Now the cabin went up. Large, flat stones were assembled and a rough but
stable foundation made below the level of the ground. Trees were felled,
barked, squared on two sides, and properly notched at the corners. When a
sufficient number had been prepared, the frame of the cabin was erected,
log being laid upon log, with the corners dovetailing. Wooden pins held
the logs in place. Windows and a door were cut out and framed. Then the
rafters for the roof were fashioned, the sheathing nailed on, and
shingles, made at a former lumber operation in Mr. Marlin's own territory,
completed the job. A fireplace was made of big stones and concrete, and
the cabin was about complete. A telephone extension was run into the
building. At any time now a fire patrol could take up his twenty-four-hour
watch at the fire-tower.

The early rush of fishermen was past; but the fine weather still brought
hosts of them into the woods, and the danger of fire increased rather than
lessened. The scanty rainfall in spring had left the woods still dry, and
now but few showers came. Fire patrols were still difficult to obtain,
however, and Charley decided that he would take up his residence, at least
temporarily, in the new cabin.

There was ample room in it for two men, should a fire patrol be secured,
and by living there, Charley would, of necessity, spend much time at this
observation post. Night and morning and at intervals between, when he was
at home, he could ascend to the tower and view every part of the
neighboring forest. Furthermore, the location was very convenient, for the
tower was close to the heart of his district. By living here he would be
with his work twenty-four hours a day.

Mr. Marlin approved of Charley's decision to move into the cabin. With the
new road completed, the forester could come to the very foot of the
mountain in his motor-car. He was in instant communication with his ranger
by telephone and, when it was necessary, he could get to him by motor-car
with the greatest ease.

The forester himself helped Charley move his belongings from Lumley's
house to the new cabin. While Mr. Marlin was loading Charley's other
luggage on his truck, Charley was dismantling his wireless.
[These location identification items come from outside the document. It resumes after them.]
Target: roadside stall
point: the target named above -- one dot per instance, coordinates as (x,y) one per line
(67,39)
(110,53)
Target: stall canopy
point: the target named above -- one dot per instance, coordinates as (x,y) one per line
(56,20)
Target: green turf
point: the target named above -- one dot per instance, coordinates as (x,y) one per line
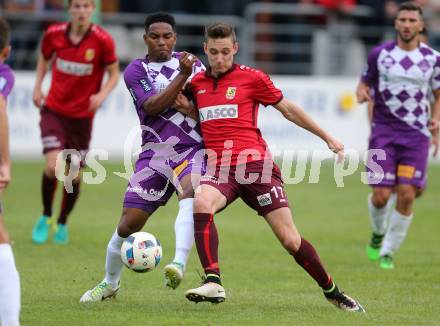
(264,285)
When he
removed the lead-in wire from the window-sash, he noticed Lumley's
finger-marks in the puttied crack and told Mr. Marlin about the ranger's
fit of temper. When everything was finally packed, Charley thanked Mrs.
Lumley for her hospitality and then climbed into the waiting truck.
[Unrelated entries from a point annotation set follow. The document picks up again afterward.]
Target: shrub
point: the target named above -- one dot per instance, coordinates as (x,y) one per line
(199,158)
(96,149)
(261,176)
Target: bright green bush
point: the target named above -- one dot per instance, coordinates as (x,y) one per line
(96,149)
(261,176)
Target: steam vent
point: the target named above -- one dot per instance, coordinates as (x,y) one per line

As he sat down beside the forester, he sighed with relief. Merely to get
away from Lumley's house made him feel as though a burden had been lifted
from his shoulders. Mr. Marlin laughed at him, but that did not disturb
Charley. He had never been able to rid himself of his feeling of distrust
for Lumley, and he felt oppressed when he was in the Lumley home.

Charley and the forester carried Charley's possessions from the truck to
the new cabin. A tiny stove had been brought along for Charley to cook on.
Although it was so small, it was heavy enough. Between that and the
battery, the two had all the carrying they wanted before everything was
finally placed in the cabin.

Charley fastened his aerial between the fire-tower and his old watch
tree, which was still standing, but which had been shorn of most of its
branches to allow the watchman in the tower to see past it. Finally,
everything was complete. The wireless was in working condition, Charley's
few furnishings were in place, the stores put away, and the cabin was
fully ready for his occupancy.

Immediately Charley called up Mrs. Morton on the telephone and asked her
to talk to him on the wireless. A moment later their invisible messages
were speeding back and forth over the miles of billowing pine tops that
intervened between the two little forest homes, and no listener in on the
department telephone system could either know that they were talking or
tell what they said. Charley was overjoyed when Mrs. Morton told him that
her husband was about ready to come back to work. His arm was still
painful and he could not use it much, but he could now get around well and
was fast becoming strong again.

When Charley told the forester the news, the latter expressed his
pleasure. He studied Charley's face a moment to see how Charley felt over
the news.

"You realize what it means to you when Jim is able to do his work again,
do you?" asked Mr. Marlin.

"Certainly," said Charley. A feeling of regret passed through his mind and
was mirrored on his face. But there was nothing unkind or unfair about
it. "Maybe some day I'll qualify as a real ranger," sighed Charley, "but
I'm glad I had this opportunity to learn something."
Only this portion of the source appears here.